The first sheath can include additional fiber types which can be
blended with the fire resistant fibers. These additional fibers may
include non-flame-resistant fibers, for example, cottons, wools,
nylons, polyesters, polyolefins, rayons, acrylics, silks, mohair,
cellulose acetate, polyvinyl alcohols (PVA), for example, those
sold under the tradenames CREMONA by Kuraray, KURALON by Kuraray,
KURALON KII by Kuraray, MEWLON by Unitika Chemical Co., NITI-VELON
by Nitivy Company Ltd., SOLVRON by Nitivy Company Ltd. and VILON by
Nitivy Company Ltd., polyethylene napththalates, for example, that
sold under the tradename PENTEX by Honeywell, and combinations
thereof.
Second sheath 106 is a low to medium temperature chopped staple
fiber sheath surrounding the core 102 and first sheath 104 (i.e.,
the first core spun yarn) to create the product double sheath
corespun yarn 100. The low to medium temperature resistant staple
fibers of the second sheath 106 are preferably selected from a
variety of different types of either natural (e.g., vegetable,
mineral or animal) or synthetic fibers, such as cottons, wools,
nylons, polyesters, polyolefins, rayons, acrylics, silks, mohair,
cellulose acetate, polylactides such as those available from
Cargill Dow Polymers, or blends of such fibers. Of these, the
preferred low to medium temperature resistant staple fibers are
cottons or polyolefins. The second sheath 106 is preferably from
about 35% to 80% of the total weight of the double corespun yarn
100.
The two-plied continuous inorganic filaments and synthetic
filaments 108, 110 of the core 102 extend generally longitudinally
in an axial direction of the double corespun yarn 100. The majority
of the staple fibers of the first sheath 104 and of the second
sheath 106 extend around core 102 in a slightly spiraled direction.

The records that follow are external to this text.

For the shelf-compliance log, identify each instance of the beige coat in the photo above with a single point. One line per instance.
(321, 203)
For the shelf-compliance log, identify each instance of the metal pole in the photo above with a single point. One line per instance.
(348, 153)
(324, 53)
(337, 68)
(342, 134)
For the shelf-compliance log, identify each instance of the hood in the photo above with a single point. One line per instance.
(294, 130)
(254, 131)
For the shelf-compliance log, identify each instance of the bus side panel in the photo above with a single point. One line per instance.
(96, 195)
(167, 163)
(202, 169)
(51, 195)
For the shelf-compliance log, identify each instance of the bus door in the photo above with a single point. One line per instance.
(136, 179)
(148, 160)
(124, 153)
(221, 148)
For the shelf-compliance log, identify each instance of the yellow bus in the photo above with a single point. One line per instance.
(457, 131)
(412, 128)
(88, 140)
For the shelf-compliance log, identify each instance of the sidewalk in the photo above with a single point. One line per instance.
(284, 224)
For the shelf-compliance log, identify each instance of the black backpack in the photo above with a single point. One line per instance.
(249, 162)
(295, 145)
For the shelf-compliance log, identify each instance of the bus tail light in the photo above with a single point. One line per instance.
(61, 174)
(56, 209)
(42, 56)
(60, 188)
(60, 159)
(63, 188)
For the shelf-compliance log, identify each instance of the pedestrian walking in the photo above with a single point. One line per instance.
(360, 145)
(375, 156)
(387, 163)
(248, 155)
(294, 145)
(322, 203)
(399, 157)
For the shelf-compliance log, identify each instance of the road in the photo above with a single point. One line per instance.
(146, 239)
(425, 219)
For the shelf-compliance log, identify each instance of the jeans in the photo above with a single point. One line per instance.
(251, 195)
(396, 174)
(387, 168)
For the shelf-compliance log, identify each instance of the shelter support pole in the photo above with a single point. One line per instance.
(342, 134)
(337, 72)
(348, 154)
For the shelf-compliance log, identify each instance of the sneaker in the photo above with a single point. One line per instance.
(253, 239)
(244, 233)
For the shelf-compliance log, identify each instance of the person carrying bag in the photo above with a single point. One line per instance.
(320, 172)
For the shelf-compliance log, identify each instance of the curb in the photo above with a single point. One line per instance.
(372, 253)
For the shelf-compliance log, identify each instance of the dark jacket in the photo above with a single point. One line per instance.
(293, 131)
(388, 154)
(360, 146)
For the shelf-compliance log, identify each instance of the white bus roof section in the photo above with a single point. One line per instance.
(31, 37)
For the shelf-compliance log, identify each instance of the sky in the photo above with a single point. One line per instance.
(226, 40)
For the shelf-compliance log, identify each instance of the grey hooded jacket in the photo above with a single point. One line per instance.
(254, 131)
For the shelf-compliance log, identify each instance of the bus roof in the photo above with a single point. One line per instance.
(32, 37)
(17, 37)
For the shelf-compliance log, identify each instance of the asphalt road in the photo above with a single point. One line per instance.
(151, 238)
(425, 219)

A minor portion, for example, from about 35 to 80%, of the staple
fibers of each of the sheaths form a binding wrapper spirally
around the majority of the staple fibers, as indicated at 112, in a
direction opposite the majority of staple fibers. The first sheath
104 hence surrounds and completely covers the two-plied core 102,
and the second sheath 106 surrounds and completely covers the first
sheath 104. The outer surface of the double corespun yarn has the
appearance and general characteristics of the low to medium
temperature resistant fibers forming the second sheath 106.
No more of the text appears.